Inspired by the advanced analytics used in sports, a Northwestern University-led research team has developed a new approach for measuring physician adherence to best practices. The study also shows that high-performing individuals are more likely to be aware of system-level challenges.
The data-driven method takes into consideration the characteristics of the patients seen by a physician (how sick a patient is, for example) in order to estimate an adjusted performance that more accurately captures the know-how of a set of physicians. The researchers’ case study focused on patients with acute respiratory distress syndrome (ARDS), a form of lung failure.
“Our new metric could help change behavior more broadly, beyond our case study, and increase adoption of medical innovations,” said Luís A. Nunes Amaral, a data science expert and a corresponding author of the study. “Our method also is very flexible—it can be used on individual physicians, on groups of physicians, on entire hospitals or on entire hospital groups.”
Amaral is the Erastus Otis Haven Professor of chemical and biological engineering at the McCormick School of Engineering. He also is co-director of NICO (Northwestern Institute on Complex Systems).
The study was published recently by the journal BMC Medical Research Methodology.
Dr. Curtis H. Weiss, a pulmonary and critical care physician at NorthShore University HealthSystem and an adjunct assistant professor at McCormick, also is a corresponding author of the study. Amaral has long collaborated with him, using data science to improve critical care medicine.
Amaral, Weiss and their research team evaluated the ventilator management by 48 critical care physicians of 362 patients with ARDS at a large academic hospital. Because the lungs of patients with ARDS are very fragile, accepted best practice is to mechanically deliver lower breath volumes to these patients than is standard for patients on ventilators. Proper ARDS diagnosis is critical but can be challenging.
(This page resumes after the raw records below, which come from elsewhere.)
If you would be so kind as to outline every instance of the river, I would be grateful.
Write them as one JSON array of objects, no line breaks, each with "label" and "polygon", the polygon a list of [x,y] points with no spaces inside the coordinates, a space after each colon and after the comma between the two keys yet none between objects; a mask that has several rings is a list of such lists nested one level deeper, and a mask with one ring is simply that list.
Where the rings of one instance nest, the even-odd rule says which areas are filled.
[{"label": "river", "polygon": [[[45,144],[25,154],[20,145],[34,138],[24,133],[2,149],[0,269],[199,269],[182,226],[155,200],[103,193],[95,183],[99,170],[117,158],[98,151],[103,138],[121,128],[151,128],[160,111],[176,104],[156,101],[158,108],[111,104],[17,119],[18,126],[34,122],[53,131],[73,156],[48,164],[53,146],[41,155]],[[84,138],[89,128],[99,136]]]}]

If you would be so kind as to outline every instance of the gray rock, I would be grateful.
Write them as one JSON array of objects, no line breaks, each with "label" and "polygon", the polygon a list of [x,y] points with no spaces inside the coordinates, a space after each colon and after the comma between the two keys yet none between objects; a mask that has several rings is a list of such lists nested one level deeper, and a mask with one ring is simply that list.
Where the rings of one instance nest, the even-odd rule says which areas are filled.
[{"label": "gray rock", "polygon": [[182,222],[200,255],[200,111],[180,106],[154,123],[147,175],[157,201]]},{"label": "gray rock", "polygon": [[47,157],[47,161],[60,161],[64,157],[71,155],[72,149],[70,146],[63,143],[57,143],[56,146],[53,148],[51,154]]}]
The team examined the relationship between recognition of ARDS and physician characteristics, such as demographics, social network position and attitudes toward innovation. They found the only factor associated with ARDS recognition was training background; pulmonary and critical care medicine training was associated with higher recognition. Once a difference is identified, interventions can be designed to address the problem.
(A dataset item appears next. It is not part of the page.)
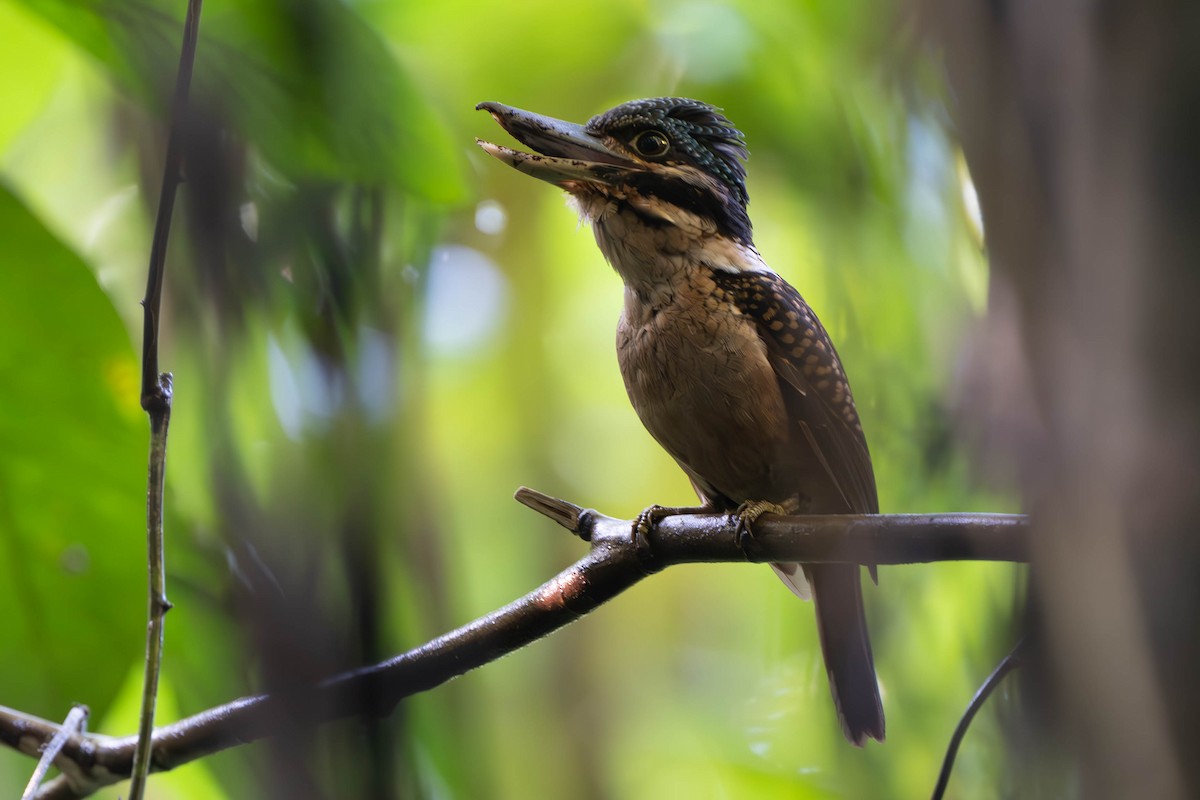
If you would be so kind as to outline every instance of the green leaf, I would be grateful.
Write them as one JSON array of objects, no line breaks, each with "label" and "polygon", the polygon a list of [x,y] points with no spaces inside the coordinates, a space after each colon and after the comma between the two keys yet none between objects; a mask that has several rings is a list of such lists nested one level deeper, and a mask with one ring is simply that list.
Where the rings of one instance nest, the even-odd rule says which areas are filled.
[{"label": "green leaf", "polygon": [[[161,112],[183,3],[22,0]],[[210,0],[191,104],[229,121],[292,181],[388,184],[439,204],[467,197],[460,143],[379,34],[338,0]]]},{"label": "green leaf", "polygon": [[0,184],[0,696],[100,712],[146,619],[145,425],[87,265]]},{"label": "green leaf", "polygon": [[68,46],[41,20],[0,2],[0,75],[20,75],[4,87],[0,106],[0,152],[46,105],[67,61]]}]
“ARDS is a pulmonary disease, and so it makes sense that physicians with advanced pulmonary training would be more primed to spot ARDS,” said Meagan A. Bechel, the paper’s first author and a recent graduate of Northwestern’s Medical Scientist Training Program.
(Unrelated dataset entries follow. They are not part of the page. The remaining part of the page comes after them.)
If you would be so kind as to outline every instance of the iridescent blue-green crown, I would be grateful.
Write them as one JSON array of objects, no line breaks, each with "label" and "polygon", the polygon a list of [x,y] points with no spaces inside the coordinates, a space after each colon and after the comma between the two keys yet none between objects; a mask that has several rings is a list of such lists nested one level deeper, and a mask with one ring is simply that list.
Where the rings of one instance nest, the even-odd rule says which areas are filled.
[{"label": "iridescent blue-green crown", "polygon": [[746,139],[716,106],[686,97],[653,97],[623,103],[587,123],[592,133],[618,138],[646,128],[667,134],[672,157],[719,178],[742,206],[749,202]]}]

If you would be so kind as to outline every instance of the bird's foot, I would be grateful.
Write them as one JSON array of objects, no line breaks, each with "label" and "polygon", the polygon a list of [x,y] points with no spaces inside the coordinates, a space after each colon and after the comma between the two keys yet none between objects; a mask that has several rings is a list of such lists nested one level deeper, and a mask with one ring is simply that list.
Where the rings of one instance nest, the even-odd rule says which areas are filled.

“Even after we account for the number of ARDS patients seen, the severity of disease and the number of years in clinical practice, specialty training still has the largest impact on ARDS recognition,” Bechel said. “This is important because ARDS is a diverse syndrome and is treated by physicians from several specialties—in fact, the majority of our ARDS patients were cared for by non-pulmonary physicians.”
As an analogy, consider the number of home runs hit by a baseball player as a measure of performance. Given two hitters with the same skill level, the one playing in a smaller field would be expected to hit more home runs. Paying more money to the one that hit more home runs without accounting for the difference in conditions would be a mistake.
“Similarly, physicians see patients with different characteristics,” Amaral said. “Some patients are easier to diagnose than others. If a physician sees a group of easy-to-diagnose patients while another sees patients who are very hard to diagnose, then it would be easier for the former to appear to be performing better, even though that is not the case.”
Another interesting result of the study is related to the so-called “squeaky wheel.” When the researchers asked physicians how easy it was to find all the information for correctly diagnosing ARDS, they found that most physicians—except the higher-performing ones who recognized ARDS—had no complaints about the difficulty of the task.
“This suggest that users of a system might not identify problems with it because they are not engaging deeply with the system,” Amaral said. “That is, the squeaky wheel is actually telling us where the problems are. It’s a challenge for physicians to get the disparate medical information they need for an ARDS diagnosis.”